There will be a public forum held tonight in Thunder Bay as part of the Energy East: Our Risk – Their Reward six community tour. The event, part of a series of forums and meetings along the Energy East pipeline route coordinated by the Council of Canadians alongside local partners, features Council of Canadians Chairperson Maude Barlow and Eriel Deranger of the Athabasca Chipewyan First Nation (AFCN). Tonight’s forum will also feature Adam Scott of Environmental Defence and Jason MacLean from Lakehead University Faculty of Law.
Transporting 1.1 million barrels of oil per day, Energy East would be the largest oil pipeline in North America. The tour, happening during the Ontario Energy Board Consultations, brings to light a number of serious risks with this project.
“Almost all of the oil is expected to be exported, with benefits flowing to the oil industry,” says Barlow. “In Ontario, TransCanada will attempt to use a converted 40-year-old natural gas pipeline to carry tar sands oil, including diluted bitumen, over some of the provinces most important waterways such as Nipigon River which flows into Lake Superior.”
Diluted bitumen, unlike conventional oil, has proven to sink when spilled in water, causing serious harm and making full clean up near impossible.
Building Energy East will not reduce tanker traffic in rail communities like Thunder Bay,” says Adam Scott of Environmental Defence. “Industry has been clear there is enough oil to fill pipelines and expanding oil by rail.
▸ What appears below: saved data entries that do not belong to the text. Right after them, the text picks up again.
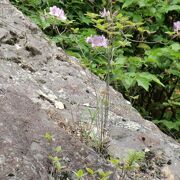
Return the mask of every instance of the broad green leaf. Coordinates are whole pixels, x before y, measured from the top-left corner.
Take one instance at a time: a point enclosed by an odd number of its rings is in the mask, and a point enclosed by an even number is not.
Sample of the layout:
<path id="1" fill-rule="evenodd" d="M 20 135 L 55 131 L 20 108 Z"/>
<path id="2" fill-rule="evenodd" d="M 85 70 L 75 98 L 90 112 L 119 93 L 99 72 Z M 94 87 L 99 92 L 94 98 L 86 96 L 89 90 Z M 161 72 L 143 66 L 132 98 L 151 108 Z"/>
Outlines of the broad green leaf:
<path id="1" fill-rule="evenodd" d="M 169 130 L 173 130 L 175 129 L 176 131 L 180 130 L 180 121 L 170 121 L 170 120 L 166 120 L 166 119 L 162 119 L 162 120 L 153 120 L 153 122 L 155 124 L 163 124 L 165 125 Z"/>
<path id="2" fill-rule="evenodd" d="M 139 47 L 139 48 L 142 48 L 142 49 L 147 49 L 147 50 L 148 50 L 148 49 L 151 49 L 150 46 L 147 45 L 147 44 L 145 44 L 145 43 L 140 43 L 140 44 L 138 45 L 138 47 Z"/>
<path id="3" fill-rule="evenodd" d="M 173 11 L 173 10 L 180 11 L 180 6 L 179 5 L 171 5 L 165 9 L 166 13 L 169 11 Z"/>
<path id="4" fill-rule="evenodd" d="M 179 51 L 180 50 L 180 44 L 179 43 L 174 43 L 174 44 L 171 45 L 171 48 L 173 50 L 175 50 L 175 51 Z"/>
<path id="5" fill-rule="evenodd" d="M 168 72 L 175 75 L 175 76 L 180 77 L 180 71 L 178 71 L 178 70 L 169 69 Z"/>
<path id="6" fill-rule="evenodd" d="M 129 7 L 131 4 L 134 3 L 135 0 L 125 0 L 122 8 L 126 8 L 126 7 Z"/>
<path id="7" fill-rule="evenodd" d="M 90 13 L 90 12 L 88 12 L 86 15 L 89 16 L 90 18 L 96 18 L 99 16 L 98 14 Z"/>
<path id="8" fill-rule="evenodd" d="M 122 83 L 126 89 L 132 87 L 135 83 L 135 74 L 134 73 L 125 73 Z"/>
<path id="9" fill-rule="evenodd" d="M 150 74 L 148 72 L 138 73 L 138 78 L 139 77 L 147 79 L 148 81 L 154 81 L 154 82 L 158 83 L 159 85 L 164 86 L 155 75 Z"/>
<path id="10" fill-rule="evenodd" d="M 115 59 L 115 62 L 114 64 L 119 64 L 119 65 L 123 65 L 125 62 L 126 62 L 127 58 L 125 56 L 118 56 L 116 59 Z"/>
<path id="11" fill-rule="evenodd" d="M 138 83 L 138 86 L 143 87 L 146 91 L 149 90 L 150 81 L 148 79 L 143 78 L 143 77 L 138 77 L 136 78 L 136 81 Z"/>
Industry is gunning for both.”
Filling Energy East would help spur a 40% increase in tar sands production. Downstream First Nations are calling for an end to further expansion.
“ACFN members are witnessing the rapid and wide-scale industrialization of their traditional lands for rapid tar sands production – lands that have sustained our communities, culture and distinctive ways of life for countless generations,” says Deranger. “Current production is large enough that 80 per cent of the traditional territories of the ACFN and Mikisew Cree First Nation are rendered inaccessible for periods of the year due to tar sands development. Not only do the tar sands put my communities’ culture and traditional way of life at risk for future generations, diluted bitumen shipped near Thunder Bay puts your land and water at risk.”
Producing the crude needed to fill Energy East would generate the climate pollution equivalent to that of all the cars in Ontario, every year.
“Energy East represents a profound threat, not only to the culture and legal rights of indigenous peoples in Canada, but to the very idea of Canada as a constitutional democracy. Our federal government is little more than a crony-capitalist petro-state captured completely by the oil and gas industry. That's why it's up to ordinary Canadians to take economic and environmental governance into our own hands. And that's why the Council of Canadians Thunder Bay Chapter joined a lawsuit challenging the government's unconstitutional amendments to the National Energy Board Act making it impracticable for ordinary Canadians to participate in the National Energy Board's "public" hearings on proposed energy projects like Energy East. Public interest litigation of this kind is democratic participation by other means.”